Debra Burr, who lives at Darcy Hall, said she can hear the Weather Channel on in almost every room. "I hear everybody watching the hurricane. They want to know where it is going to hit, if the same people are going to get hit again."
So is all this obsessing good for South Floridians, putting life on hold, glued to the television set, mesmerized by the red and yellow computer-enhanced clouds of Rita in the Gulf of Mexico? Probably not, said Charles R. Figley, a professor with the Traumatology Institute at Florida State University in Tallahassee.

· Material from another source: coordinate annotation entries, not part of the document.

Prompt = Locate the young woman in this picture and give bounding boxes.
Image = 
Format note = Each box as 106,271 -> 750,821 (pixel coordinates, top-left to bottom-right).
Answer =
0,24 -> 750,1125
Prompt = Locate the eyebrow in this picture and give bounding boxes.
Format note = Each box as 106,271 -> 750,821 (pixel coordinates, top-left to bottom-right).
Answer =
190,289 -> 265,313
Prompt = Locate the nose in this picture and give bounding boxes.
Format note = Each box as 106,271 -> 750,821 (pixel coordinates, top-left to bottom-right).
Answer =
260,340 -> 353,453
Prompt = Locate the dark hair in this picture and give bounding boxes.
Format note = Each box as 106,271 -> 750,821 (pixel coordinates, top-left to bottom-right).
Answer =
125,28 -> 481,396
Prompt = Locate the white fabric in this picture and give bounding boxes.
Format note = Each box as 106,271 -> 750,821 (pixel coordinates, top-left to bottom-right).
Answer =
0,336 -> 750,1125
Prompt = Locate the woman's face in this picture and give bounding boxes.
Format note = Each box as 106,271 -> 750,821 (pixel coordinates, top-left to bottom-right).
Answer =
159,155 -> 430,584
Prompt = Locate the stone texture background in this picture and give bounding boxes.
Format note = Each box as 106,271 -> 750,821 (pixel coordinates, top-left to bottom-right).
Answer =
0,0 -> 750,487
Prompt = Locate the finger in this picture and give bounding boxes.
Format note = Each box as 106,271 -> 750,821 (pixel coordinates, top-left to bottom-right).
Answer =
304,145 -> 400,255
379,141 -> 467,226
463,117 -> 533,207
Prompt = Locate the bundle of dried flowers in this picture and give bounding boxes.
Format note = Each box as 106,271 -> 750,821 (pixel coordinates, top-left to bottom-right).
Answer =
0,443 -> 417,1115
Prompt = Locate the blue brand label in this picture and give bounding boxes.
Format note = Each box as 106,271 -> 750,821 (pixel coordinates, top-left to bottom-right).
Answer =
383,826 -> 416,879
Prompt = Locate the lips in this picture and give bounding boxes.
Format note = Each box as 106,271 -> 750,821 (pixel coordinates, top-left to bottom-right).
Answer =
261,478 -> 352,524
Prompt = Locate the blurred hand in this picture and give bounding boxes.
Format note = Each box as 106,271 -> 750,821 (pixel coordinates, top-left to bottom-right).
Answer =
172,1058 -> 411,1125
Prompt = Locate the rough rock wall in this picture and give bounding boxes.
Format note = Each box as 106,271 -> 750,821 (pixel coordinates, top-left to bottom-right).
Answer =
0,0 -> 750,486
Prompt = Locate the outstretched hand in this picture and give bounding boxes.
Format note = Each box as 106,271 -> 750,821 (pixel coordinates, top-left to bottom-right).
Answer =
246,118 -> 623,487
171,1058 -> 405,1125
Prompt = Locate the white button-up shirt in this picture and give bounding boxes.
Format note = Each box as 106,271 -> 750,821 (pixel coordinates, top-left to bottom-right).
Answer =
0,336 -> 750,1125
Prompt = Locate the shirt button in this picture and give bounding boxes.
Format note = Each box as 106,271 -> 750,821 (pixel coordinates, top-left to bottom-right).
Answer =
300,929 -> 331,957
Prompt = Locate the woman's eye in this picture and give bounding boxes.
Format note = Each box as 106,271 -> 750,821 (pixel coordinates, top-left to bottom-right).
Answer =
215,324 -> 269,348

Figley said South Floridians, understandably, have a fascination with watching others and how they behave under the circumstances they faced last summer. But the 24-hour news cycle can only exacerbate uneasiness and trigger other personal problems, such as substance abuse. "You start to develop a kind of anxiety when flooded with this type of information," Figley said.
For those who went through Frances, Jeanne, Charley or Ivan last summer, every hurricane can conjur panic.

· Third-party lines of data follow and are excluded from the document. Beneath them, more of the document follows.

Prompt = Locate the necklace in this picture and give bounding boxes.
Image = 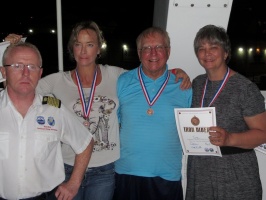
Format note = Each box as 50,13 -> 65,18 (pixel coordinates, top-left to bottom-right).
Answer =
138,67 -> 170,115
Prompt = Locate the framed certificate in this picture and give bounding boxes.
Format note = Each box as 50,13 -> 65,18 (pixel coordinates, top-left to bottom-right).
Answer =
174,107 -> 222,156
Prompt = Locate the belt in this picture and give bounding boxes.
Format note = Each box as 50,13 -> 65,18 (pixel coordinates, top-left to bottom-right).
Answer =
0,193 -> 46,200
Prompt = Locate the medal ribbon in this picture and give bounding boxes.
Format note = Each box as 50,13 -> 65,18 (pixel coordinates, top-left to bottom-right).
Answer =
200,68 -> 230,107
138,67 -> 170,107
75,67 -> 97,119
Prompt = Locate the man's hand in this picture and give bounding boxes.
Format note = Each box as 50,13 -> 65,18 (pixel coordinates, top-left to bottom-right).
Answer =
5,33 -> 22,44
55,181 -> 80,200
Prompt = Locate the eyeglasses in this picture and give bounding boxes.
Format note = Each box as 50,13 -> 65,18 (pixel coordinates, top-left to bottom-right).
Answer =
140,45 -> 168,54
4,63 -> 41,72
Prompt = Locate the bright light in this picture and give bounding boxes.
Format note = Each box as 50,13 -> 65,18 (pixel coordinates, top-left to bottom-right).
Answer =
102,42 -> 107,49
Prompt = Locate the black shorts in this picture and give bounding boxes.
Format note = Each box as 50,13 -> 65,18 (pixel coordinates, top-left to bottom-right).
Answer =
113,173 -> 183,200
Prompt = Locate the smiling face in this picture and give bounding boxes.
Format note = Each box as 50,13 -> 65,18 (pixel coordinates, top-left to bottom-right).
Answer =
138,32 -> 170,79
73,29 -> 100,66
1,46 -> 43,96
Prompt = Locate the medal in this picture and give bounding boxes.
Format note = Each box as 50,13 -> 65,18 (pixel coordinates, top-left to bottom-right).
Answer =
138,67 -> 170,116
83,120 -> 90,127
147,108 -> 154,115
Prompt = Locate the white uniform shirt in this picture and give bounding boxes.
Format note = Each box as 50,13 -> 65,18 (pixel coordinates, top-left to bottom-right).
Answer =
0,91 -> 92,200
36,65 -> 125,167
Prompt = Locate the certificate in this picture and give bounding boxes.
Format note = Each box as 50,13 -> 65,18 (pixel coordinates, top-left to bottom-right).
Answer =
255,143 -> 266,154
174,107 -> 222,156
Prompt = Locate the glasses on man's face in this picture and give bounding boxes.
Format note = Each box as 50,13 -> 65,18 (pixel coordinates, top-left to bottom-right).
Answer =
4,63 -> 41,72
140,45 -> 168,54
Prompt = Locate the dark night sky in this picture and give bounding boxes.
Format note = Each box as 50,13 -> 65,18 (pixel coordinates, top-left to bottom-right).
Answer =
0,0 -> 266,77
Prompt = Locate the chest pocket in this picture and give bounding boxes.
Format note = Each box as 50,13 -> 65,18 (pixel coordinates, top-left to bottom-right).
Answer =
34,132 -> 60,160
0,132 -> 9,160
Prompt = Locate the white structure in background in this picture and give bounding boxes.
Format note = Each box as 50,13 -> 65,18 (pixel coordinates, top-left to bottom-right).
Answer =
153,0 -> 266,200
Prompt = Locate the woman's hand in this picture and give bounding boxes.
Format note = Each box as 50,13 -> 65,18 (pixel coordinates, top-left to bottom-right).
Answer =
5,33 -> 22,44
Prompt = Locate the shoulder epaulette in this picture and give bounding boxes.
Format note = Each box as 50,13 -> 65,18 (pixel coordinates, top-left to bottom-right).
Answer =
42,96 -> 61,108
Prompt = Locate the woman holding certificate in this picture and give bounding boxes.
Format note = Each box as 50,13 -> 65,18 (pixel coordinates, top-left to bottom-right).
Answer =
186,25 -> 266,200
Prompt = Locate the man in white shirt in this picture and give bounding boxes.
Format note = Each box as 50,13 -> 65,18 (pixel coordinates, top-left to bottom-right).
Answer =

"I guess in Jacksonville, residents are responding quite differently than South Florida residents because they have not been through a direct hit," Figley said.
Figley said humor can help release anxiety. "It's a way of coping with the challenge brought on by remembering we are living in a hurricane zone," he said.
Such humor can be found late at night on the talk shows. John Stewart of "The Daily Show " joked Wednesday night that Rita had become a Category 12 hurricane and turned into black hole. He dead-panned: "and as we are being sucked into the anti-matter, environmentalists will say, 'I told you this was going to happen.'"
But for many on Thursday in South Florida, Rita was no laughing matter.
At St. Rita's Catholic Church in Wellington, some parishioners lighted candles at an outside grotto and prayed for those in the hurricane's path. They weren't too keen on talking about how their church's namesake is also the moniker for a potential killer hurricane.
Some bars turned their television sets from ESPN to the Weather Channel. "I think everyone is a little scared that New Orleans will get hit again," said Angie Skivington, a bartender at City Cellar restaurant.
Students congregated around the television set to watch the noon news at The Common Ground Cafe on the Palm Beach Atlantic University campus. "Oh my God," said Paula Orezi, a senior, when she saw the projected path of the hurricane cutting into Texas and Louisiana.
Holly Johnson, also a senior said, "I think it's been the topic of conversation for every one. ... If the U.S. is hit again, how are we going to handle it? Our troops are all over the place."